On the other hand, the army seemed bent on turning us into infantry.   So we conducted foot patrol tactics, shot machine guns, threw hand grenades, kicked in doors to take down a room, learned some hand-to-hand combat (God help me if I ever am reduced to relying on that!), and had a hard time taking a lot of it seriously.  At one point I found myself on a fire team with a transplant surgeon, a colorectal surgeon, and a critical care nurse which probably set the record for most over-trained, under-performing fire team in the history of grunts.

The Geneva convention actually bans medical personnel from conducting offensive operations.  Plus the army only issues us a 9mm pistol for personal protection.   One of our surgeons who has deployed several times put it all into perspective.  On his last deployment, he was told by the gunnery sergeant on a convoy "Unless the Taliban is physically dragging you out by your feet, you are not to shoot, load your weapon, or get out of the vehicle.  If you are the last man standing, then you can take charge.  Got it Doc?"

The army even scheduled us for their basic combat lifesaver course where grunts are taught how to put on a tourniquet, etc.  We threw a bit of a stink and managed to get out of this, but it begged the question "why".  However, if I have learned one thing in the military over 20 years, it is that asking such questions is akin to teaching a pig to sing.  It wastes your time and annoys the pig.

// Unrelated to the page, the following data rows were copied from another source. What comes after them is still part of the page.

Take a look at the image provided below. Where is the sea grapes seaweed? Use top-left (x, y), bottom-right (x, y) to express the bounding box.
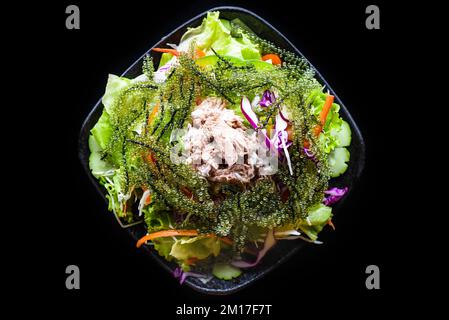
top-left (103, 42), bottom-right (329, 249)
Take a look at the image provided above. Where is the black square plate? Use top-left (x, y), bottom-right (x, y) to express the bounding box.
top-left (79, 7), bottom-right (365, 295)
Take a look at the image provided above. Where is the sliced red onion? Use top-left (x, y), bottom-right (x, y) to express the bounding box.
top-left (240, 96), bottom-right (272, 150)
top-left (302, 147), bottom-right (318, 163)
top-left (153, 57), bottom-right (178, 83)
top-left (138, 189), bottom-right (151, 217)
top-left (240, 96), bottom-right (259, 130)
top-left (323, 187), bottom-right (349, 206)
top-left (173, 267), bottom-right (207, 284)
top-left (279, 131), bottom-right (293, 175)
top-left (279, 110), bottom-right (290, 122)
top-left (259, 90), bottom-right (276, 108)
top-left (274, 112), bottom-right (288, 131)
top-left (231, 229), bottom-right (276, 268)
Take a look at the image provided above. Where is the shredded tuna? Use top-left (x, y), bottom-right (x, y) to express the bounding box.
top-left (184, 97), bottom-right (258, 183)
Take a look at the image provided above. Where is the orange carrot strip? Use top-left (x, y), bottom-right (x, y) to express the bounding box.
top-left (313, 94), bottom-right (334, 137)
top-left (136, 229), bottom-right (198, 248)
top-left (220, 237), bottom-right (234, 246)
top-left (262, 53), bottom-right (282, 65)
top-left (151, 48), bottom-right (179, 57)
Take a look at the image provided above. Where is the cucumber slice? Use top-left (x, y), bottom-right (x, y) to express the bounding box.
top-left (329, 148), bottom-right (350, 178)
top-left (335, 120), bottom-right (351, 147)
top-left (212, 263), bottom-right (242, 280)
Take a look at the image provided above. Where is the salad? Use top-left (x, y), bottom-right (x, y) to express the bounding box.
top-left (89, 12), bottom-right (351, 283)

In any event, we made it through, are "certified" for theater operations, and headed down range.

Tuesday, August 17, 2010

The Mission of a Forward Surgical Team (FST)

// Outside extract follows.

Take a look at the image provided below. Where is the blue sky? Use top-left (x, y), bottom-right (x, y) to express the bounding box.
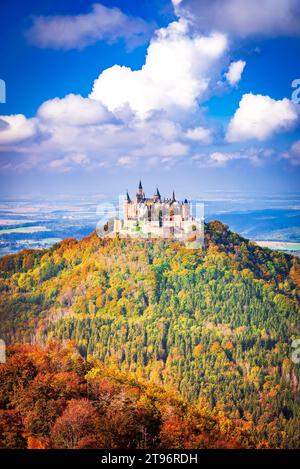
top-left (0, 0), bottom-right (300, 197)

We are a US Navy trauma surgery team brought together from naval hospitals world-wide to provide care for casualties, military and civilian, in the Afghanistan war.   We are supplementing Army Medicine in this mission.

Here is a decent summary of FST capabilities from Wikipedia:


Our team members:

Officer-in-charge/colorectal surgeon, San Diego
Transplant surgeon, San Diego
Orthopedic surgeon, Bethesda, MD
Anesthesiologist, Camp LeJeune, NC
Nurse anesthetist, Portsmouth, VA
OR nurse, Pensacola FL
ER nurse, Yokoska, Japan
Critical care nurse, Rota Spain
Physician assistant, San Diego

Our  hospital corpsman come from Jacksonville, FL, Beaufort, SC, Bremerton, WA, Naples, Italy, San Diego, CA, Camp Pendleton, CA, Bethesda, MD.